Let's check if this rule works for each column.

Column 1, value in last row:

$$Value = \frac{3*5*4+3+5+4}{2} = \frac{72}{2} = 36$$

Column 2, value in last row:

$$Value = \frac{4*4*4}{2} = \frac{64}{2} = 32$$

Column 3, value in last row:

$$Value = \frac{5*7*6+5+7+6}{2} = \frac{228}{2} = 114$$

Works!

Answer 2

I can not ####ing believe they still teach math this way!

The hallmark of an intelligent student should be the realization that assumed rules use assumptions that may or may not be valid and therefore any conclusion can not be certain. Therefore the development of any good mathematician is to stop making assumptions. These "find the rules" do the exact opposite.

And any mathematician eventually learns that rules may be constructed for any finite set of points... which means I can put in ANY answer into the square an define a rule that will fit them all. (That was actually the tongue in cheek intent of Jan's answer--- you can algebraicly create a polynomial that will give any answer you want.) Indeed this is fundamental to the concept of "function". The "mathematicians" who make these exercises should know that but instead they teach absolute falsehoods and sloppy thinking to innocent students. It ####es me off so much!

Okay.... calm down.

It's just a puzzle. And puzzles are fun. And the goal is to find a simple rule (Jan's rules are not "simple".) ....

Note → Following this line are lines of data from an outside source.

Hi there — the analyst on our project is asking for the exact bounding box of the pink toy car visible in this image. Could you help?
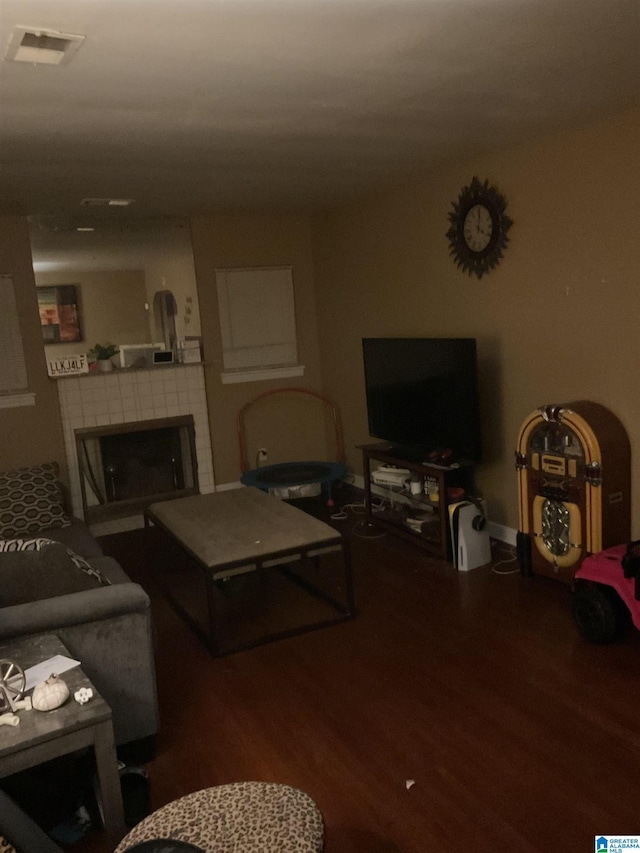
[572,543,640,643]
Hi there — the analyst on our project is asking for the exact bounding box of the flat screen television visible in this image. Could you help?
[362,337,482,463]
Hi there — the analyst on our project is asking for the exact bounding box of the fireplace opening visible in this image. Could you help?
[75,416,199,524]
[101,427,186,502]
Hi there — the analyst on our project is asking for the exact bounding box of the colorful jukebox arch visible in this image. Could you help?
[516,401,631,584]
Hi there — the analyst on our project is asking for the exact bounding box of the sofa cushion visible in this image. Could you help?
[0,462,71,539]
[39,517,104,559]
[0,537,111,585]
[88,555,132,585]
[0,539,110,607]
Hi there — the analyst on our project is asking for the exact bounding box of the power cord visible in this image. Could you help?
[330,501,368,521]
[331,499,388,539]
[491,541,519,575]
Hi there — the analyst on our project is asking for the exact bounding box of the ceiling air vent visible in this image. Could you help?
[5,26,85,66]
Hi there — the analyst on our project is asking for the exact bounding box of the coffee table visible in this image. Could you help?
[0,633,125,842]
[145,488,355,656]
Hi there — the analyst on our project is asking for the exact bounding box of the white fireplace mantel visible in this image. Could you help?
[56,364,215,534]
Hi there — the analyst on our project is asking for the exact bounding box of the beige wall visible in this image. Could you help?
[312,108,640,534]
[144,238,201,342]
[190,213,327,486]
[4,109,637,523]
[36,269,151,360]
[0,218,66,478]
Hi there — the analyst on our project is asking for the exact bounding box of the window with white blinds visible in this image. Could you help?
[215,266,304,384]
[0,274,34,408]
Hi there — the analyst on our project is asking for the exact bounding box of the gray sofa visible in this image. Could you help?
[0,517,159,752]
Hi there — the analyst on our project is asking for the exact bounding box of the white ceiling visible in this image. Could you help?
[1,0,638,220]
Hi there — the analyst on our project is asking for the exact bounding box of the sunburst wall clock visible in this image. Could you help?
[446,177,513,279]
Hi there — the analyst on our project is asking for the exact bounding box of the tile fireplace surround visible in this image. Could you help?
[56,364,215,535]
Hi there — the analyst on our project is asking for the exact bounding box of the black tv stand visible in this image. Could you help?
[358,443,474,561]
[386,444,461,467]
[385,444,430,464]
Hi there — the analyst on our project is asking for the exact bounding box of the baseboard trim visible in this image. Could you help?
[487,522,517,547]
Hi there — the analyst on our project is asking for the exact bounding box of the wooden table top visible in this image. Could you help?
[147,488,342,571]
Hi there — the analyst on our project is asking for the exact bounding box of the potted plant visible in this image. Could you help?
[90,342,119,373]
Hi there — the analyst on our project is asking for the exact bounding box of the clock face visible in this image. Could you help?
[446,177,513,279]
[463,204,493,253]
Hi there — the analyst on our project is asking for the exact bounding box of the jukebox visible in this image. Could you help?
[516,401,631,584]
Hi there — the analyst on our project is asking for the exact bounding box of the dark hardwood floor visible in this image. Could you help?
[72,490,640,853]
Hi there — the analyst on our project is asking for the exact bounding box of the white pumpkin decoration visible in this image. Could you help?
[32,674,70,711]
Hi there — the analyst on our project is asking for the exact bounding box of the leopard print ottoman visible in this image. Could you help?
[115,782,324,853]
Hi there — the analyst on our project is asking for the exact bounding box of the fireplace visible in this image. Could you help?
[55,363,214,531]
[75,416,199,524]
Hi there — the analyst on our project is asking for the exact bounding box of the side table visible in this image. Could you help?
[0,633,125,843]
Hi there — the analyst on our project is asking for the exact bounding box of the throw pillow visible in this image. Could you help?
[0,462,70,539]
[0,537,111,585]
[0,539,111,607]
[0,537,54,552]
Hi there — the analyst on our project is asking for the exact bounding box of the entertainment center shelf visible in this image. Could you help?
[358,443,473,561]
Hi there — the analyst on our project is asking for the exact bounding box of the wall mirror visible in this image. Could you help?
[29,215,201,364]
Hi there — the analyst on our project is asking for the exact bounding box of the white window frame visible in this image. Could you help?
[215,266,304,385]
[0,275,35,409]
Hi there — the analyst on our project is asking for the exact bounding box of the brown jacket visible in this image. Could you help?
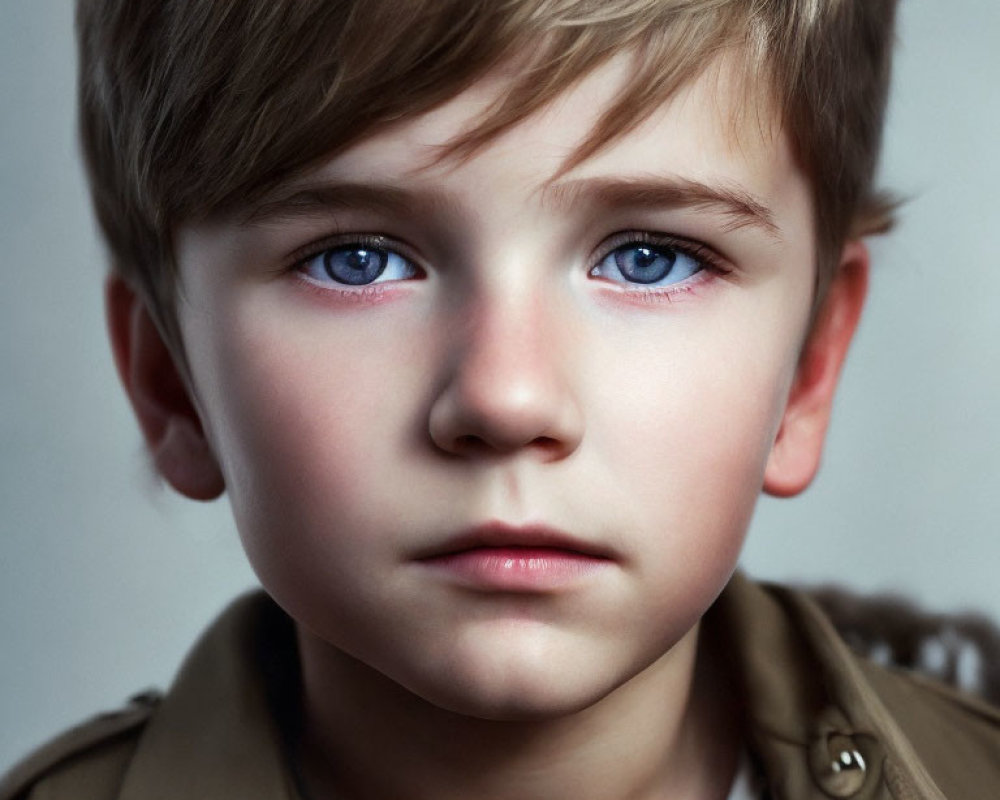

But that's not MATH! That's puzzles. "Simple" is not well-defined and it isn't at all clear what the consider simple. And to find a rule counts on intuition and .... when you get down to it, you can not teach intuition. And if you try, you end up teaching students rote rules that leave them totally helpless and with recourse if the question takes even the slightest altercation.

There was study done in the 80's about how students do word problems. The gave students the question: "Malcolm left has a car. He drove is car 7 miles. Then he turned right and drove 2 miles. How many miles did Mr. Left drive?" Many students answered ... 5. Why? Because the man's name was Mr. Left and "left" means subtraction, of course!

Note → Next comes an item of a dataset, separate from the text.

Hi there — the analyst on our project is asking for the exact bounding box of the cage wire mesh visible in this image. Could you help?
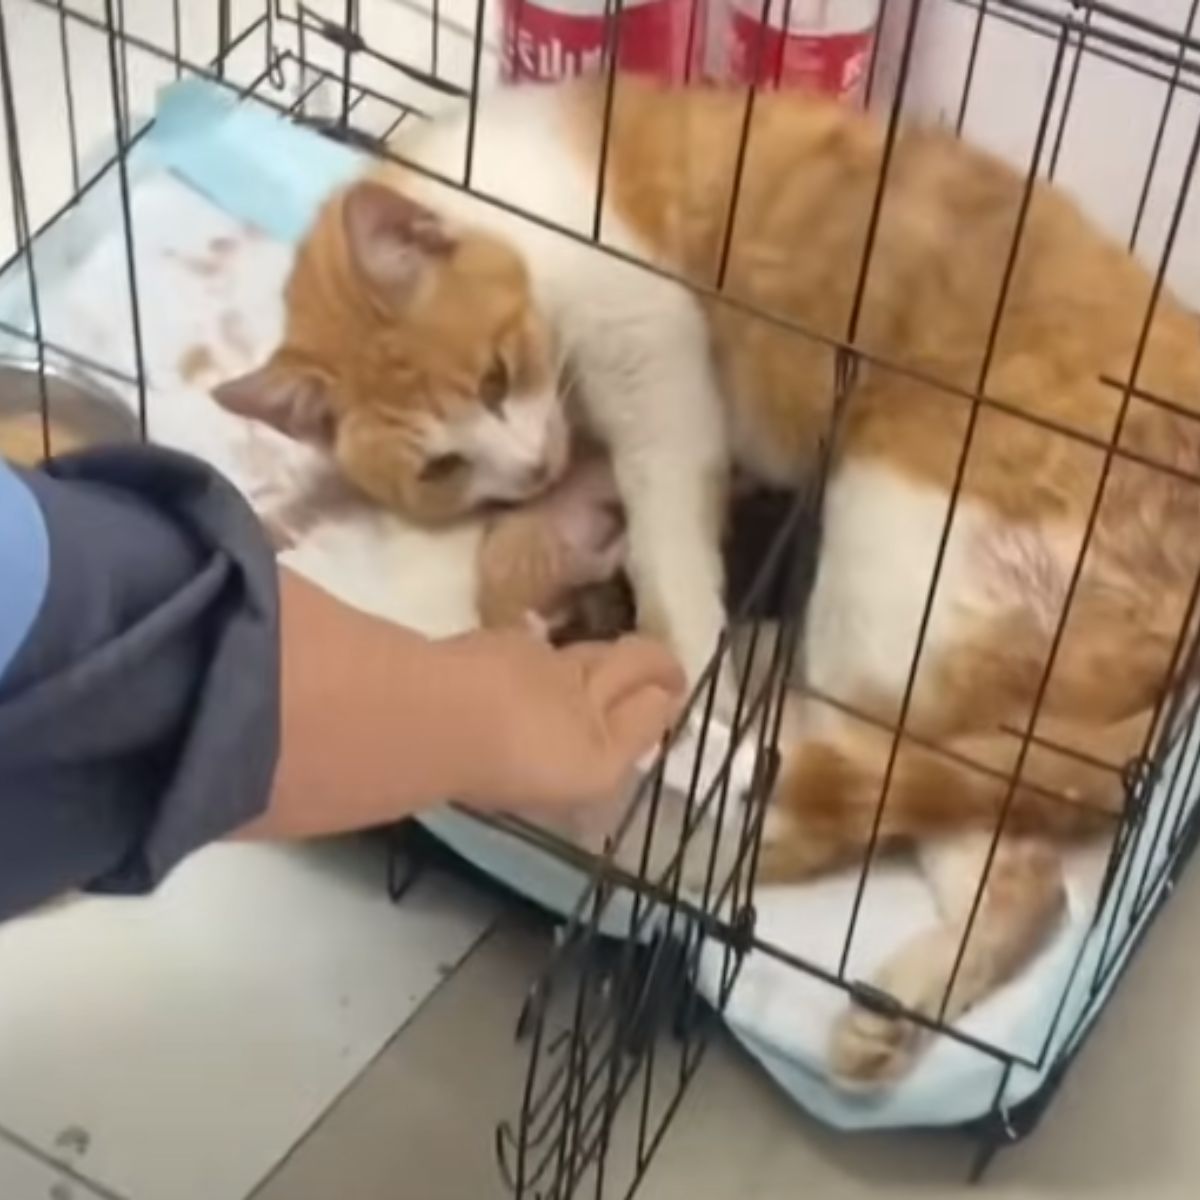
[2,0,1200,1197]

This type of math teaching is no different.

Anyway... So I look at your square.... I don't see it either. I think the line with 36, 32, and 114 and so much larger than the other rows that the rule must lie in the columns. Somehow 3,5,and 4 make 36; ?,4,4 make 32, and 5, 7 and 6 make 114. But I'm damned if I see it. (I do see that 4 divides 36. 4 divides 32 and 6 divides 114 but I don't see any way that relates.)

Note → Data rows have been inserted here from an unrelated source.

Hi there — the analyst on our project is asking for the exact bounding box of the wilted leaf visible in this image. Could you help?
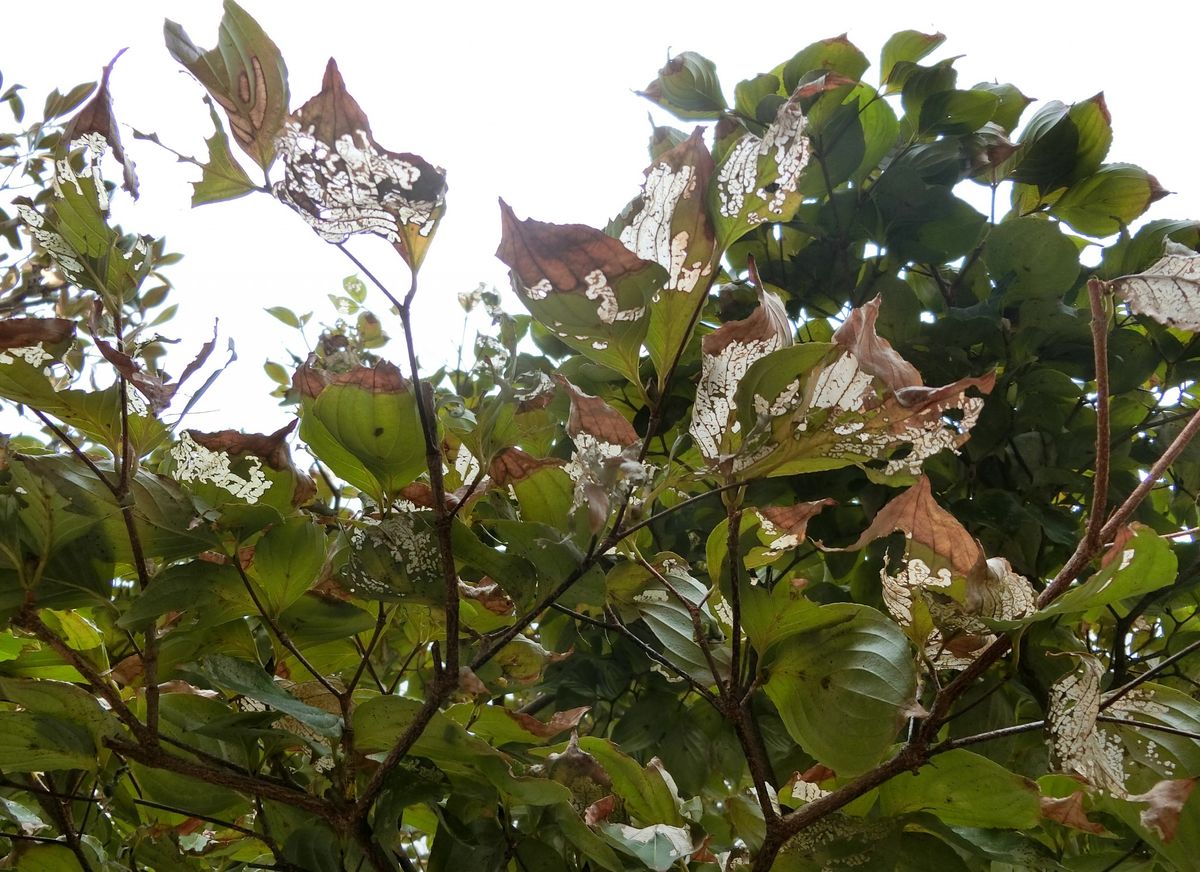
[62,49,138,198]
[755,499,835,557]
[496,200,666,381]
[1110,241,1200,331]
[0,318,74,353]
[1130,779,1197,842]
[273,59,446,270]
[164,0,289,171]
[1040,790,1108,834]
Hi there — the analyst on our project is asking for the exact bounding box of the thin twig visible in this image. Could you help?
[1085,278,1112,551]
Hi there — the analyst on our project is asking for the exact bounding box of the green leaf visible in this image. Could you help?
[0,711,96,771]
[1050,163,1168,237]
[880,31,946,86]
[971,82,1033,133]
[638,52,727,120]
[762,603,917,775]
[1035,529,1176,621]
[191,97,257,206]
[307,363,426,500]
[164,0,289,171]
[577,737,685,825]
[740,579,820,656]
[984,216,1081,302]
[194,653,342,737]
[0,677,121,743]
[252,516,327,613]
[777,35,869,92]
[265,306,302,328]
[878,750,1040,828]
[919,89,999,136]
[600,823,693,871]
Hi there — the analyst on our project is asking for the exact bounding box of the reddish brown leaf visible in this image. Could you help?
[488,447,565,487]
[291,354,329,399]
[0,317,74,350]
[187,421,315,506]
[758,499,835,550]
[848,476,984,577]
[584,794,617,826]
[702,258,791,360]
[833,295,922,398]
[330,361,410,394]
[555,376,638,448]
[502,705,590,739]
[93,336,176,413]
[1130,778,1198,842]
[1101,523,1143,568]
[273,59,446,269]
[1040,791,1107,834]
[799,763,836,783]
[497,200,657,304]
[458,578,515,616]
[63,49,138,198]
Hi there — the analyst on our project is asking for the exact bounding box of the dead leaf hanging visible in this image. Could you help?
[273,59,447,270]
[62,49,138,199]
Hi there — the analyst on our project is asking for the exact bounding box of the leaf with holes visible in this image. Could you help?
[497,201,666,382]
[272,59,446,270]
[1110,242,1200,331]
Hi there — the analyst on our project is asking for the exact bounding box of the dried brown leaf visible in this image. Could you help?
[488,447,565,487]
[1040,791,1107,834]
[757,499,835,551]
[555,377,638,448]
[329,361,409,394]
[188,420,298,471]
[584,794,618,826]
[848,476,983,577]
[1130,778,1197,842]
[503,705,590,739]
[458,578,515,616]
[0,317,74,350]
[832,295,922,397]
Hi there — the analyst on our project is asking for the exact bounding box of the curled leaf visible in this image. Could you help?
[832,296,922,399]
[1110,242,1200,331]
[62,50,138,198]
[503,705,590,740]
[1040,791,1107,835]
[1130,778,1197,842]
[273,59,447,269]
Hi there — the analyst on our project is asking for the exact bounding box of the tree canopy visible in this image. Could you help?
[2,3,1200,870]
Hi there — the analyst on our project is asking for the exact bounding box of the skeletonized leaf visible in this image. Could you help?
[689,266,791,468]
[1048,654,1128,796]
[1130,779,1197,842]
[164,0,289,171]
[1111,242,1200,331]
[709,86,813,248]
[708,295,994,481]
[273,59,447,270]
[497,200,666,381]
[613,127,716,382]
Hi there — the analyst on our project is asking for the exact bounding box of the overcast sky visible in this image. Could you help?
[2,1,1197,434]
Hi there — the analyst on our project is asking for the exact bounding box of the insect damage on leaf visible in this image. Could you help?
[1110,242,1200,331]
[1048,655,1129,796]
[170,430,272,504]
[556,377,645,532]
[714,88,811,227]
[690,266,792,465]
[617,127,715,296]
[273,59,447,268]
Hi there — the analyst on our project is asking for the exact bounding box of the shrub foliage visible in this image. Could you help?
[2,4,1200,870]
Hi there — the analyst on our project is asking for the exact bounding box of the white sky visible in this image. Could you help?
[2,1,1197,435]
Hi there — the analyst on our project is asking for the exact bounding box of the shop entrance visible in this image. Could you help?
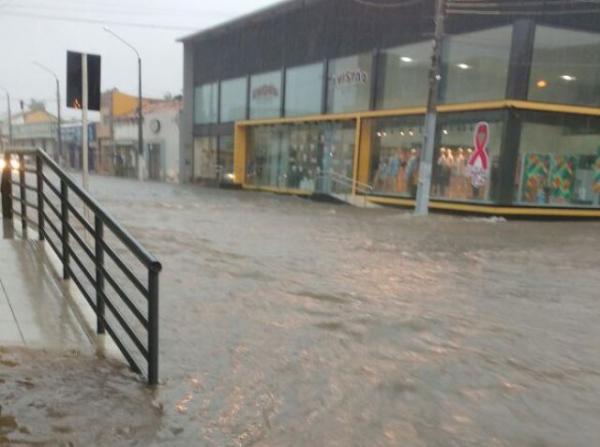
[148,143,162,180]
[316,122,356,195]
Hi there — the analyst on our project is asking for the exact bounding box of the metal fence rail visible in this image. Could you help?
[1,148,161,385]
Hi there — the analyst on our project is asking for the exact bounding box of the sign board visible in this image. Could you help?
[66,51,101,111]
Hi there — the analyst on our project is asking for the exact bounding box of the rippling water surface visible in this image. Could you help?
[2,176,600,446]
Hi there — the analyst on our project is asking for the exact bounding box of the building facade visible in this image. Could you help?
[179,0,600,217]
[1,110,60,159]
[61,122,98,171]
[113,100,182,182]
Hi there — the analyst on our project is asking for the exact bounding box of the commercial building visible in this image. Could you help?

So don't worry. If you can't do this it doesn't mean you can't do math. It means you can't do puzzles. ... Well, no it doesn't. It means you can't do this puzzle. And neither can many other people here.

Answer 3

There is nothing mathematical in your question except that numbers are being added. There probably exists infinity of solutions to your problem. One way to solve it is to write the 'rule' your question mentions (note that the rule is completely arbitrary) as $$\begin{aligned} 3a+5b+4c=36\\ xa+4b+4c=32\\ 5a+7b+6c=114\\ \end{aligned}$$ and solve this system of equations for fixed $x$. The solution is $a=\frac{124}{4-x}$, $b=-120+\frac{124}{4-x}$ and $c=159-\frac{248}{4-x}$. When, for example, $x=1$ this collapses to $a=124$, $b=4$ and $c=-89$.